# Rounding a double to turn it into an int(java)

## round double to int c++ (7)

Right now I'm trying this:

``````int a = round(n);
``````

where `n` is a `double` but it's not working. What am I doing wrong?

Rounding double to the "nearest" integer like this:

1.4 -> 1

1.6 -> 2

-2.1 -> -2

-1.3 -> -1

-1.5 -> -2

``````private int round(double d){
double dAbs = Math.abs(d);
int i = (int) dAbs;
double result = dAbs - (double) i;
if(result<0.5){
return d<0 ? -i : i;
}else{
return d<0 ? -(i+1) : i+1;
}
}
``````

You can change condition (result<0.5) as you prefer.

``````import java.math.*;
public class TestRound11 {
public static void main(String args[]){
double d = 3.1537;
BigDecimal bd = new BigDecimal(d);
bd = bd.setScale(2,BigDecimal.ROUND_HALF_UP);
// output is 3.15
System.out.println(d + " : " + round(d, 2));
// output is 3.154
System.out.println(d + " : " + round(d, 3));
}

public static double round(double d, int decimalPlace){
// see the Javadoc about why we use a String in the constructor
// http://java.sun.com/j2se/1.5.0/docs/api/java/math/BigDecimal.html#BigDecimal(double)
BigDecimal bd = new BigDecimal(Double.toString(d));
bd = bd.setScale(decimalPlace,BigDecimal.ROUND_HALF_UP);
return bd.doubleValue();
}
}
``````

Documentation of `Math.round` says:

Returns the result of rounding the argument to an integer. The result is equivalent to `(int) Math.floor(f+0.5)`.

No need to cast to `int`. Maybe it was changed from the past.
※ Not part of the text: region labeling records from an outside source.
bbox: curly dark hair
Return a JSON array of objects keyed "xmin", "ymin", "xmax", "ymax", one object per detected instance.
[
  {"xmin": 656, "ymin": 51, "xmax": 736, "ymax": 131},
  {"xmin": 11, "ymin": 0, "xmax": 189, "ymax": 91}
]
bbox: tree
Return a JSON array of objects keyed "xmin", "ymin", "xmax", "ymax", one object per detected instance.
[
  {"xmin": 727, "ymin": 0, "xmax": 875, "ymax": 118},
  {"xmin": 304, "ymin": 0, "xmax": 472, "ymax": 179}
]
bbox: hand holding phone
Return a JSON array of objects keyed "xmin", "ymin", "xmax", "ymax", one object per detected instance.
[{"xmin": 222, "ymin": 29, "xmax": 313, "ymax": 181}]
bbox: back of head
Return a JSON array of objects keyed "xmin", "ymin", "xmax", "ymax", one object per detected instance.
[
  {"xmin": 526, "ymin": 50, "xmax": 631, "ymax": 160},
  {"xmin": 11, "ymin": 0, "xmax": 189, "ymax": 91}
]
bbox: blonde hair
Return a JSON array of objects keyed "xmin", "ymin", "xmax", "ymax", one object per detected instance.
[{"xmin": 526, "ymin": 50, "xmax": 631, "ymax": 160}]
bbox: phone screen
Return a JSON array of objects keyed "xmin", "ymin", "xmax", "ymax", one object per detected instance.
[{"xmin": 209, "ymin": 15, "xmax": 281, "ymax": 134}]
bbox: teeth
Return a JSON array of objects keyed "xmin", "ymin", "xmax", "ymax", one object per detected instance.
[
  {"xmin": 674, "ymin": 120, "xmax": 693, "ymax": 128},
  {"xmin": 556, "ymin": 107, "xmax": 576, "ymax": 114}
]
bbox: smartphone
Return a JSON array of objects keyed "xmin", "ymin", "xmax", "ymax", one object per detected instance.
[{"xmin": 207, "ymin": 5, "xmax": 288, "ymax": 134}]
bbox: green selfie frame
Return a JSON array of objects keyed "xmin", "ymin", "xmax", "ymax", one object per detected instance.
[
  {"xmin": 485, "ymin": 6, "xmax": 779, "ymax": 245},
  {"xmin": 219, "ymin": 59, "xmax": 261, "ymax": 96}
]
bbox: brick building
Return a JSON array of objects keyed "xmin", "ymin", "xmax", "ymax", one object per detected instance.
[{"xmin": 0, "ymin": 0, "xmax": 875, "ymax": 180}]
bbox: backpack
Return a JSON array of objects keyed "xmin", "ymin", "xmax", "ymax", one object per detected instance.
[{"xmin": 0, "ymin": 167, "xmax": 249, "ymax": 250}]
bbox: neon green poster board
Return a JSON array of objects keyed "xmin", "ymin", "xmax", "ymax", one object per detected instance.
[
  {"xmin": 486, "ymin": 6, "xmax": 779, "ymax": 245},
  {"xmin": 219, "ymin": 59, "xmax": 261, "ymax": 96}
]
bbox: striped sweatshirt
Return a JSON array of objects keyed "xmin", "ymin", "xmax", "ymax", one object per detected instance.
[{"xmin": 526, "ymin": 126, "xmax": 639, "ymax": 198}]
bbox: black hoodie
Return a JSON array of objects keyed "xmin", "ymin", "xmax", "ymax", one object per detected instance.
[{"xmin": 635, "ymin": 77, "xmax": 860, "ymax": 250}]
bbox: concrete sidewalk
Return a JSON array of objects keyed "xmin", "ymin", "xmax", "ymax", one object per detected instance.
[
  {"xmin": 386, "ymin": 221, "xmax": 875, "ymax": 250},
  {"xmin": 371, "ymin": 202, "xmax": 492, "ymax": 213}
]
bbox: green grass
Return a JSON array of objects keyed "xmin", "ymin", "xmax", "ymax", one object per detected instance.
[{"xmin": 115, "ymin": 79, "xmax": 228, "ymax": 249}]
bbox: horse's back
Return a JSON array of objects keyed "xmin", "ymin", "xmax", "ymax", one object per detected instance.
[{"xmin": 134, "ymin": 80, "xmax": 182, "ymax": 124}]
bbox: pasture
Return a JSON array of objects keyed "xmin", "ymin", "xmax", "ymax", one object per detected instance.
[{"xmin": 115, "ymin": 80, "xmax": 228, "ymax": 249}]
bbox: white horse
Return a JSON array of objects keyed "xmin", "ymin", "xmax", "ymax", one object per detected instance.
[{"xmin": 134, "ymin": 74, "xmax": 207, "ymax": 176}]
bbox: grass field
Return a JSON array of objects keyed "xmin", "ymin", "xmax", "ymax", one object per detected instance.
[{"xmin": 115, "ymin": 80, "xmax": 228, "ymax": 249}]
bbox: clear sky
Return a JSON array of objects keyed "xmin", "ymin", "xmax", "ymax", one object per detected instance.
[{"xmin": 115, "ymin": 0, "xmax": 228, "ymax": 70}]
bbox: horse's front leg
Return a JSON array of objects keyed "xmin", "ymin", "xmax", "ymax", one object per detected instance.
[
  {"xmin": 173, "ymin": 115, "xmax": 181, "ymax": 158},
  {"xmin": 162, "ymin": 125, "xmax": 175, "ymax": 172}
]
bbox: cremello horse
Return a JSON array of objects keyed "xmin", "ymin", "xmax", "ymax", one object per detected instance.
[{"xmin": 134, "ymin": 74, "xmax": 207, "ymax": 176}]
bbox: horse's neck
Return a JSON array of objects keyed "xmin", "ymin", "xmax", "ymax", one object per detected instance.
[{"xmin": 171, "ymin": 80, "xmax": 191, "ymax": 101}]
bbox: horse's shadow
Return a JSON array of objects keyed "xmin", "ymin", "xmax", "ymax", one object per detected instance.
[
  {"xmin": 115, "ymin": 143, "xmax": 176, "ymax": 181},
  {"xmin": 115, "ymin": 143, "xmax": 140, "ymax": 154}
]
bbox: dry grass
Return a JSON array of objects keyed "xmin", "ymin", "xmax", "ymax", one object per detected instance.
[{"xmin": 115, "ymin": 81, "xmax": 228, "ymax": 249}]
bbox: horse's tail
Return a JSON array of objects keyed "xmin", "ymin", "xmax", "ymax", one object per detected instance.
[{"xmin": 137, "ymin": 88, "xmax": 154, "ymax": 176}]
``````public static int round(double d) {
if (d > 0) {
return (int) (d + 0.5);
} else {
return (int) (d - 0.5);
}
}
``````

If you don't like Math.round() you can use this simple approach as well:

``````int a = (int) (doubleVar + 0.5);
``````

You really need to post a more complete example, so we can see what you're trying to do. From what you have posted, here's what I can see. First, there is no built-in `round()` method. You need to either call `Math.round(n)`, or statically import `Math.round`, and then call it like you have.
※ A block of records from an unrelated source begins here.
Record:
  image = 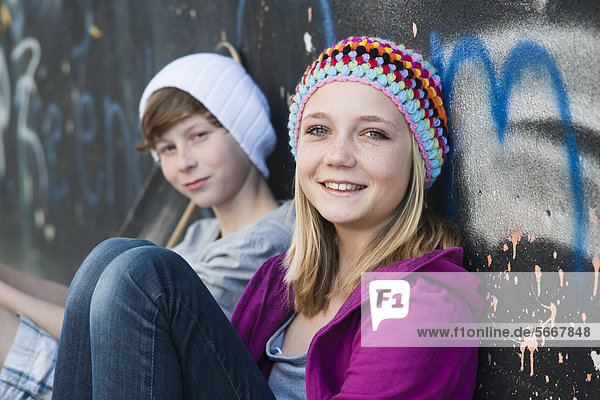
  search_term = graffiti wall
[0,0,600,399]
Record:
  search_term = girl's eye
[365,131,389,140]
[306,126,329,136]
[157,144,175,154]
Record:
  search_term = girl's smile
[297,82,412,234]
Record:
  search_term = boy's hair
[284,137,460,317]
[137,87,223,151]
[138,53,277,178]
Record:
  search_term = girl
[56,38,481,399]
[0,53,291,398]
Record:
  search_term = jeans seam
[159,293,242,400]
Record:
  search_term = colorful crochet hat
[288,37,448,188]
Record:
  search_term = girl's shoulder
[376,247,466,272]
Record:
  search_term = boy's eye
[365,130,389,140]
[157,144,175,154]
[306,126,329,136]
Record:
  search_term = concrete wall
[0,0,600,399]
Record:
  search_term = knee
[90,246,199,316]
[69,238,153,294]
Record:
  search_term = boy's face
[155,115,252,207]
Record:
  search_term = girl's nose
[323,134,356,168]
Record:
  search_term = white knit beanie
[139,53,276,178]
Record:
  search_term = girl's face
[155,115,251,207]
[296,82,412,232]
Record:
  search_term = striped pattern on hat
[288,37,449,188]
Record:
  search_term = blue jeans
[54,239,274,400]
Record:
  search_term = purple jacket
[231,248,483,400]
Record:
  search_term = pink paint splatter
[508,228,523,260]
[534,264,542,297]
[588,207,598,228]
[592,254,600,297]
[519,336,538,376]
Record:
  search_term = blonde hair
[284,137,460,317]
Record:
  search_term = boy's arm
[0,281,65,340]
[0,263,69,308]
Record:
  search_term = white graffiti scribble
[0,47,12,180]
[11,38,48,200]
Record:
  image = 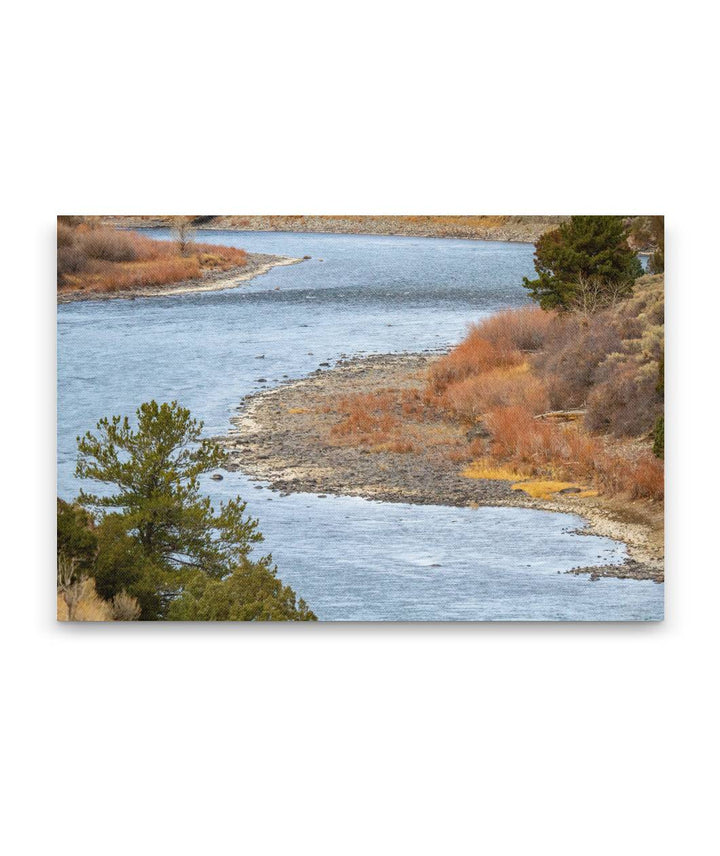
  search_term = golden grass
[57,577,113,621]
[512,480,580,499]
[463,460,525,481]
[58,221,247,292]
The Math.round function is overloaded When it receives a float value, it will give you an int. For example this would work.
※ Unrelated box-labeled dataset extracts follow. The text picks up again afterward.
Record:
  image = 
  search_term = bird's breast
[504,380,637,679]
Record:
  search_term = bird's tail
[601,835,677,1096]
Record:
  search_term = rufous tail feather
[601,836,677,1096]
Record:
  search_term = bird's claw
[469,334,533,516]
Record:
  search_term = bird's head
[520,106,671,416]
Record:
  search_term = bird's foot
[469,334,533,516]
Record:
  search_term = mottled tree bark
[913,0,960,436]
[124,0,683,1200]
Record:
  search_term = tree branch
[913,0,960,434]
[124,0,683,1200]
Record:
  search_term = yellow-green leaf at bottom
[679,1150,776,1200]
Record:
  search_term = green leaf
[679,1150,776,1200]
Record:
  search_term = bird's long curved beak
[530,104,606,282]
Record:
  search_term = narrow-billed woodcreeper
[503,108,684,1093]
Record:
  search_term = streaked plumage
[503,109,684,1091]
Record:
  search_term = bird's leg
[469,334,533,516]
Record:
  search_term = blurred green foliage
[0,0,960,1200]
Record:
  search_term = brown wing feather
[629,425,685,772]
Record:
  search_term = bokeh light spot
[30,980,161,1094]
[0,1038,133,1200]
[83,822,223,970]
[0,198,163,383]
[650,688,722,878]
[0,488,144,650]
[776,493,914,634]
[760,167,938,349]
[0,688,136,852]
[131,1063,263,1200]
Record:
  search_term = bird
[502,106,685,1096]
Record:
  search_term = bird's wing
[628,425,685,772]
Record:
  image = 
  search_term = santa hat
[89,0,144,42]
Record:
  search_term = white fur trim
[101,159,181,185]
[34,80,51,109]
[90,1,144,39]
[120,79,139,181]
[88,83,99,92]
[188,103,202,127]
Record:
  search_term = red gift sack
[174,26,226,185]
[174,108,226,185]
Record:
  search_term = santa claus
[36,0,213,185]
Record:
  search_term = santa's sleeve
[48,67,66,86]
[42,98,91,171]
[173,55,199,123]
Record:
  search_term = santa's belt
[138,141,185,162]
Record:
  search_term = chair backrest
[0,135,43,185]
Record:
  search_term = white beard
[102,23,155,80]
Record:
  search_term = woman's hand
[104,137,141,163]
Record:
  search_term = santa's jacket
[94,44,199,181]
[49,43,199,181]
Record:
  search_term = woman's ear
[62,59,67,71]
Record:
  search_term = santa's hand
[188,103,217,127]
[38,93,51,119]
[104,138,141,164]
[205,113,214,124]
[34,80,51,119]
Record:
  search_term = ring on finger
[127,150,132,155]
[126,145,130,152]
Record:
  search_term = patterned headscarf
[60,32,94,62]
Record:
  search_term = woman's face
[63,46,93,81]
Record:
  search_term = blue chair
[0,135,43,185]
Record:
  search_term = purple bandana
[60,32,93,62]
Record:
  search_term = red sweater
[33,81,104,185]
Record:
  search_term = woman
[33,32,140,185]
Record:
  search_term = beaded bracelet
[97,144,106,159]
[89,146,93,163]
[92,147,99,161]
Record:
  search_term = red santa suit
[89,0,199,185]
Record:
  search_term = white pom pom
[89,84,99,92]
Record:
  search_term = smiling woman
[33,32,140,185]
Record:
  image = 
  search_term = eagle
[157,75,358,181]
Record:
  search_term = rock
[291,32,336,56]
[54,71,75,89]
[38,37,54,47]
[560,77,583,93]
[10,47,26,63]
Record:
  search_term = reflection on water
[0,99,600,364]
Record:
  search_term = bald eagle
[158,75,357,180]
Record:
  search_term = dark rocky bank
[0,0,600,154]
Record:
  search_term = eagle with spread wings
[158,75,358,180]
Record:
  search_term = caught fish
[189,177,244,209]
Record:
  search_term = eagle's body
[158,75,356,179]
``````int a=Math.round(1.7f);
``````

When it receives a double value, it will give you a long, therefore you have to typecast it to int.

``````int a=(int)Math.round(1.7);
``````

This is done to prevent loss of precision. Your double value is 64bit, but then your int variable can only store 32bit so it just converts it to long, which is 64bit but you can typecast it to 32bit as explained above.